Dune Vapor Group, known nationally and globally, has just launched Vapor J’adore For Her. The company’s new product line includes an array of sleek and stylish electronic cigarettes (e-cigs).
Steve Muzaic, Vice President of Dune Vapor Group, says, “Our market research showed that half of the smoking population in Canada and the USA are women, and over half of all e-cig users are women.”
“Realizing that there was a big market opportunity, we asked ourselves: How can we create a premium offering in e-cigarettes that is designed with the modern woman in mind?”
They commissioned a team of social anthropologists to visit popular vaping locations to better understand what women in particular were looking for in an e-cigarette. Key insights emerged and exposed that the e-cigarettes that were available on the market were too big and heavy.
“Our anthropologists learned that while an e-cigarette closely imitates a tobacco cigarette in appearance, the majority of women did not want to look like they were smoking a tobacco cigarette. Using this data to understand our customer, we developed a premium quality product that offers an ultra-slim and light weight design, and features a soft-tip filter and genuine crystal element. Vapor J’adore combines style with innovation and is available in 5 fashion forward colors.”
The ‘butt out and vape in’ movement is now in full swing.
According to Well Fargo, e-cigs soon will be a $4-billion industry, and in a few years’ time that number is expected to reach $14-billion.
According to Dr. Sean Davis, women smokers face massive health risks. Dr. Davis claims to have no financial interest in e-cigarettes.
With this, it’s no wonder women now are turning to the vape experience as a means to help them kick the nicotine habit and live healthier lives.

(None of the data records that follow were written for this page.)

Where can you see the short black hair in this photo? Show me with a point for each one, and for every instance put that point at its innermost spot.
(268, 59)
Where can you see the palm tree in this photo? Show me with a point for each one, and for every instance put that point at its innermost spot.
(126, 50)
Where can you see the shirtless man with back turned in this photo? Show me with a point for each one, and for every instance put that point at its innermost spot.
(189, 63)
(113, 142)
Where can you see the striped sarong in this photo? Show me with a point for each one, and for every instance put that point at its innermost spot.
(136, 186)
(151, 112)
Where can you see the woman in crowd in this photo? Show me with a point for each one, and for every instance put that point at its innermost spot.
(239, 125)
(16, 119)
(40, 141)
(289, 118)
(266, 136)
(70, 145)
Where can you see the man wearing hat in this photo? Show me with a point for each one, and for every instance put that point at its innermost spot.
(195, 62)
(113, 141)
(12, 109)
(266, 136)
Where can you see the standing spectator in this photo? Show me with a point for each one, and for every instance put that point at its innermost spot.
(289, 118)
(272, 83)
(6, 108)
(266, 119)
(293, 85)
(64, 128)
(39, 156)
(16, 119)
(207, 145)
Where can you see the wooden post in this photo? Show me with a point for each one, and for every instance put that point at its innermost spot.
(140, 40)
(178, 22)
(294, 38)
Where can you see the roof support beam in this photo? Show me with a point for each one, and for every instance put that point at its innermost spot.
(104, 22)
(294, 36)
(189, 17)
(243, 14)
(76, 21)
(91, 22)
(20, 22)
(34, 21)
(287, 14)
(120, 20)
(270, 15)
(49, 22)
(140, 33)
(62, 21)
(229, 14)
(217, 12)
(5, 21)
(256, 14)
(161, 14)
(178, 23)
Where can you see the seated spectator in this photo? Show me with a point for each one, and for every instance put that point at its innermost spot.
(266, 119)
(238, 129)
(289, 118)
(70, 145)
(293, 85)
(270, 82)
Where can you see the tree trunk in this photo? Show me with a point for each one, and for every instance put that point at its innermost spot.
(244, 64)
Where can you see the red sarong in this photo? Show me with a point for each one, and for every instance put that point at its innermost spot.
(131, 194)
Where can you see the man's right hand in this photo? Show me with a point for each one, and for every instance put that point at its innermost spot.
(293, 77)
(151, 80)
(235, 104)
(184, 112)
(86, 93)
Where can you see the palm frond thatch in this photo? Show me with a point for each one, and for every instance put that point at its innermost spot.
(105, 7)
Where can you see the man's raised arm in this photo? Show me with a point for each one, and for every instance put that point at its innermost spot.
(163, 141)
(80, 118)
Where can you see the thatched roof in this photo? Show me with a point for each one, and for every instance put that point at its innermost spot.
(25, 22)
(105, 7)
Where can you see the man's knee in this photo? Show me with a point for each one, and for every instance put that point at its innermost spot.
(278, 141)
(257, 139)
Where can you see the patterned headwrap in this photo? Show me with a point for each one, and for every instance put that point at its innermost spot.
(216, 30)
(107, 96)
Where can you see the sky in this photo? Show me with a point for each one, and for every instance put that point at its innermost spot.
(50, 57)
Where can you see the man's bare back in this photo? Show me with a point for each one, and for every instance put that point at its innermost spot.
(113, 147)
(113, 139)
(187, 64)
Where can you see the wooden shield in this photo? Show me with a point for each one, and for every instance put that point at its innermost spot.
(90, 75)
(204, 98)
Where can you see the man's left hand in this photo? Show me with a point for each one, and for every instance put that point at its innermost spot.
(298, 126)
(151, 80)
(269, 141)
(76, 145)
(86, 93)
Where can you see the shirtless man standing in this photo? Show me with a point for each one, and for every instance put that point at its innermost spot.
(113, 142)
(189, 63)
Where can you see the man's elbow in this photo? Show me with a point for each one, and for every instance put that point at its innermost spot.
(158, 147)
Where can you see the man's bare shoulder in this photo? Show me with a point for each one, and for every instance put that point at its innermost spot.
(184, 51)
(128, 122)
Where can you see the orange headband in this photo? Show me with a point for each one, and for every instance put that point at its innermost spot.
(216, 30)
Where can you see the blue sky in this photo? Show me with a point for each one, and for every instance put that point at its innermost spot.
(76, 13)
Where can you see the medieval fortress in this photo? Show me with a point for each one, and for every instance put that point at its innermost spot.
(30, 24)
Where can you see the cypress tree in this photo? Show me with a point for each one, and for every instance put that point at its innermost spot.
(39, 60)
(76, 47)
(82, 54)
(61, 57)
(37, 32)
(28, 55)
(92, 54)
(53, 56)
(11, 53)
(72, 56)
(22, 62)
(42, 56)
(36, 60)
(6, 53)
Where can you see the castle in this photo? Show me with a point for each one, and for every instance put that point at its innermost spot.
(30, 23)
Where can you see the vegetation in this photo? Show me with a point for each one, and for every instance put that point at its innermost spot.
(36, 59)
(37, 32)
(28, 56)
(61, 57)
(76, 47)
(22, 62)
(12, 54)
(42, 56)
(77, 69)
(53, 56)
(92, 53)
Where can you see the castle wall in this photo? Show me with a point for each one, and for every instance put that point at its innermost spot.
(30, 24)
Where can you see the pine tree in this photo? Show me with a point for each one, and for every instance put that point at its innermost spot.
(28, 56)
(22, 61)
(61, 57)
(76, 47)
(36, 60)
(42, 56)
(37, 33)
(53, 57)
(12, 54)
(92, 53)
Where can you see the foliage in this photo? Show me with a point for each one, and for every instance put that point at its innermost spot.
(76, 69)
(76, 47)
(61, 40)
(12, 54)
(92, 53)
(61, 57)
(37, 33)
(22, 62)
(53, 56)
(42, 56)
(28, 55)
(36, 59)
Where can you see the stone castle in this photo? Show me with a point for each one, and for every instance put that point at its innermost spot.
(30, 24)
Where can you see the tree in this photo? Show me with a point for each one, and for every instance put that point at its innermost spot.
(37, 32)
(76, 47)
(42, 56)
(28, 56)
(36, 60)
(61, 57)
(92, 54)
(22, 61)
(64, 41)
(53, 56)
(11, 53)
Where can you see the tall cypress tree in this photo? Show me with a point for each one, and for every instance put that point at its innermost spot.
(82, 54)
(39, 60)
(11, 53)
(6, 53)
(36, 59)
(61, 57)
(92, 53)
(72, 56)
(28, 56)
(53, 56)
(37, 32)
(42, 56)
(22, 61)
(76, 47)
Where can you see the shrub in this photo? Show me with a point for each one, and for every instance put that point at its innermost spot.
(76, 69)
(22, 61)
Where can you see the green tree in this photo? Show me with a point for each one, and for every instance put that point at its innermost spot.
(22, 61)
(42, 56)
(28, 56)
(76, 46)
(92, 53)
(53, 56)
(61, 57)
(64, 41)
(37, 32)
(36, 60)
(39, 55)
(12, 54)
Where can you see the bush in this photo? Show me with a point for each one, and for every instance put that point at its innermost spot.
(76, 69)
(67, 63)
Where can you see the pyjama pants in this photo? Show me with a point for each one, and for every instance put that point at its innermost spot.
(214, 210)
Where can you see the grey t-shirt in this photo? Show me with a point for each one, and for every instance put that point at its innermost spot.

“The use of tobacco claims millions of lives every year,” says Dr. Davis. “Women smokers also have a 25%-50% more chance of developing lung cancer than men. Women increase their chance of developing lung cancer by 2% of each year that they continue to smoke. They can also have adverse effects in pregnancy if they continue to smoke.”
Dr. Michael Siegel, professor of community health sciences at Boston University states ““While it is well-recognized that nicotine plays a role in smoking addiction, little attention has been given to the behavioral aspects of the addiction,” he says. “These devices simulate the smoking experience, which appears to make them effective as a smoking cessation tool.” While more studies needs to be done on the actual mechanisms of what apparently makes electronic cigarettes effective, Dr. Siegel believes there might be a link between the e-cigarette's physical simulations of smoking with the success of quitting. Dr. Siegel also claims to have no financial interest in e-cigarettes.
While there is debate in Canada and the USA on whether or not to ban e-cigs, many health experts are seeing their positive benefits.
Jennifer Miller, vice-president of health promotion with the Canadian Lung Association states, “I think we owe it to millions of Canadians who are addicted to tobacco products. If there’s a product out there that may have some merit to bring down those numbers, then we have to look at it.”